Mis in b-klein

Main artikel: Mis in B-klein structuur

Het werk bestaat uit 27 delen. Tempo- en metrische informatie en bronnen van de geparodieerde cantate komen uit Christoph Wolff’s kritische urtext editie van 1997, en uit George Stauffer’s Bach: The Mass in B Minor. behalve waar vermeld. Wat de bronnen betreft, stelt Stauffer, die het huidige onderzoek vanaf 1997 samenvat, dat “specifieke modellen of fragmenten kunnen worden aangewezen voor elf van de zevenentwintig delen van het werk” en dat “twee andere delen zeer waarschijnlijk zijn afgeleid van specifieke, nu verloren gegane bronnen”. Maar Stauffer voegt eraan toe “dat er ongetwijfeld veel meer ontleend is dan dit.” Uitzonderingen zijn de eerste vier maten van het eerste Kyrie, het Et incarnatus est en het Confiteor.

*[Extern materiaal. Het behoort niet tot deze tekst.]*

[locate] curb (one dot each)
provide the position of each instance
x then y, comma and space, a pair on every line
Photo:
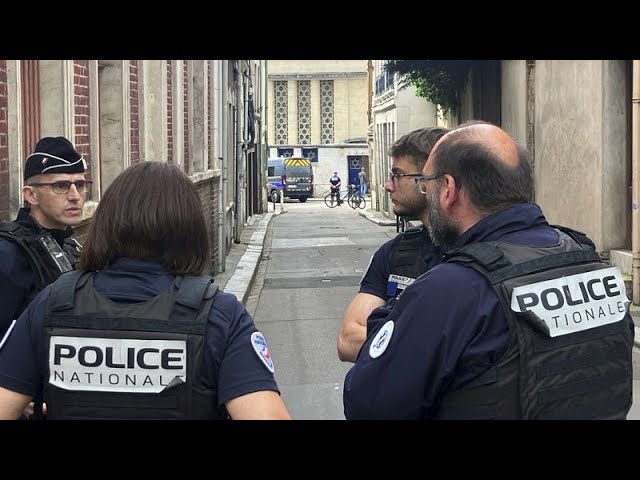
241, 281
375, 219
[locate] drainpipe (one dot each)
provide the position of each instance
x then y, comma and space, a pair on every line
237, 74
223, 148
635, 183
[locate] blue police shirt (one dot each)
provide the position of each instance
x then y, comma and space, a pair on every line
17, 279
23, 362
376, 277
447, 328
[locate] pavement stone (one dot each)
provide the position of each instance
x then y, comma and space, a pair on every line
243, 258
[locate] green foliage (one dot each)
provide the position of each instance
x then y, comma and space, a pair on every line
439, 81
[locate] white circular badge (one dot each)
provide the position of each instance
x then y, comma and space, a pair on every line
381, 340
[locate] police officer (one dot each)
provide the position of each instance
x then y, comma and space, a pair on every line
521, 321
38, 245
335, 183
401, 260
140, 332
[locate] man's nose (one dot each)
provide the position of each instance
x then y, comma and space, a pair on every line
73, 191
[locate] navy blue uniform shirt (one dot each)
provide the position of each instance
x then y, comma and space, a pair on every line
23, 362
17, 279
376, 277
448, 328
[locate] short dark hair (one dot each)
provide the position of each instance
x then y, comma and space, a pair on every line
492, 185
417, 144
151, 210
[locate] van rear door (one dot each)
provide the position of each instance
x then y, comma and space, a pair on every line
298, 176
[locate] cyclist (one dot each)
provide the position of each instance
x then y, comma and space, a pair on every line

Butt wijst erop dat “alleen bij een muzikale esthetiek later dan die van Bach het concept van parodie (het aanpassen van bestaande vocale muziek aan een nieuwe tekst) in een ongunstig daglicht komt te staan” terwijl het in Bachs tijd “bijna onvermijdelijk” was. Hij merkt verder op dat “door het abstraheren van delen uit wat hij klaarblijkelijk beschouwde als enkele van zijn beste vocale werken, oorspronkelijk uitgevoerd voor specifieke gelegenheden en zondagen binnen het kerkelijk jaar, hij ongetwijfeld probeerde om de stukken te behouden binnen de meer duurzame context van het Latijnse Ordinarie.” Details van de geparodieerde delen en hun bronnen worden hieronder gegeven.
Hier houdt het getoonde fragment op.